Collaboration with health plans
Health plans are in "a sea of opportunity" with digital health — and that's not necessarily a good thing.
Meg Barron, managing director of engagement and outreach at the Peterson Health Technology Institute, says plans are dealing with an overwhelming landscape of digital health products. Most want to get down to brass tacks and find out if a given digital health solution will actually work for them and their members compared to the status quo of care.
PHTI’s goal as an independent assessor of digital health technologies is to help stakeholders cut through the noise of the digital health industry and help proven products scale faster.
Monica Frederick, senior vice president of strategic accounts at Freespira, says companies need to fit into the processes of health plans.
When Freespira goes to pitch a health plan, it comes armed with a rigorous implementation plan so the payer can easily see how the therapy could be rolled out across their membership. Frederick says DTx companies have to be ready to do the heavy lifting of implementation.
They also must look at the health plan as a partner. Freespira always comes armed with co-branded marketing materials and works with the health plan to tailor outreach to their members, Frederick noted.
Moreover, Frederick said digital therapeutics companies have to understand the risk and responsibility the plans are taking on when they implement a new product. The plan member will look to the plan if something goes wrong with the device, she said, not the DTx company.
Cody Midlam, director at Willis Towers Watson's healthcare practice, says plans want to contract with technology vendors that can offer better care to their patients. Employer-sponsored health plans aim to improve the health of their employees, he said, and drive employee retention. Even if implementing a digital therapeutic would increase costs for the plan, it could still be worth it if, for example, the therapy was meeting an unmet need for members.
Midlam said employers are focused on three major health concerns — obesity, oncology and autoimmune conditions. Many employers want to keep the costs of GLP-1s to a minimum and thus prefer products that offer tech wraparound services along with the drugs. Midlam said he thinks there’s opportunities for clinical innovation in oncology and immunology.
He continued saying one of the most important things for a digital therapeutics company to do is plug their solution into the messiness of the healthcare system in a way that does not make operations more difficult.

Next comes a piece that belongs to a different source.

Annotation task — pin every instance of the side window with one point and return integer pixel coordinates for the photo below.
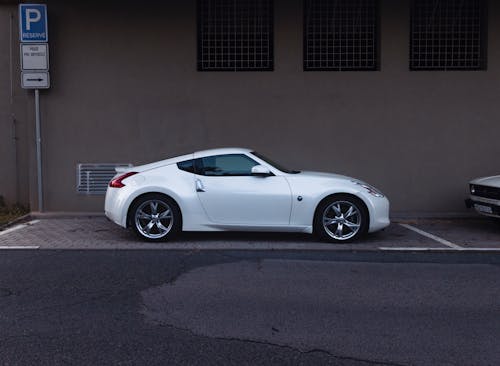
(228, 165)
(187, 166)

Shirley Moncada, director of program management at Kaiser Permanente, said DTx companies need to include subject matter experts in their conversations with health plans. When in conversation with a health plan, DTx companies also need to think about how they are increasing the quality of care, how they will implement their solution and how they will bring down overall costs for providers and payers. Companies should also think about how they will support health plans if problems arise with their software.
Jonathan Schremp, director of digital health engagement at Banner Health, explained that the company often looks for solutions in the areas where it has the most claims. He said the company might hold a meeting to discuss the conditions with the highest claims volume in the last month and may look for digital solutions in that area. He also said Banner’s uptake of new solutions depends on the year and the health system's financial margins at that time.
Patients trust their providers first and foremost in their clinical care, Schremp noted, so having a provider recommend the product to the patient is the best way to gain adoption. He also pointed out the discrepancy between physicians’ priorities to “do no harm” and tech’s tendency to “go fast and break things.” DTx companies need to thread that needle, he said.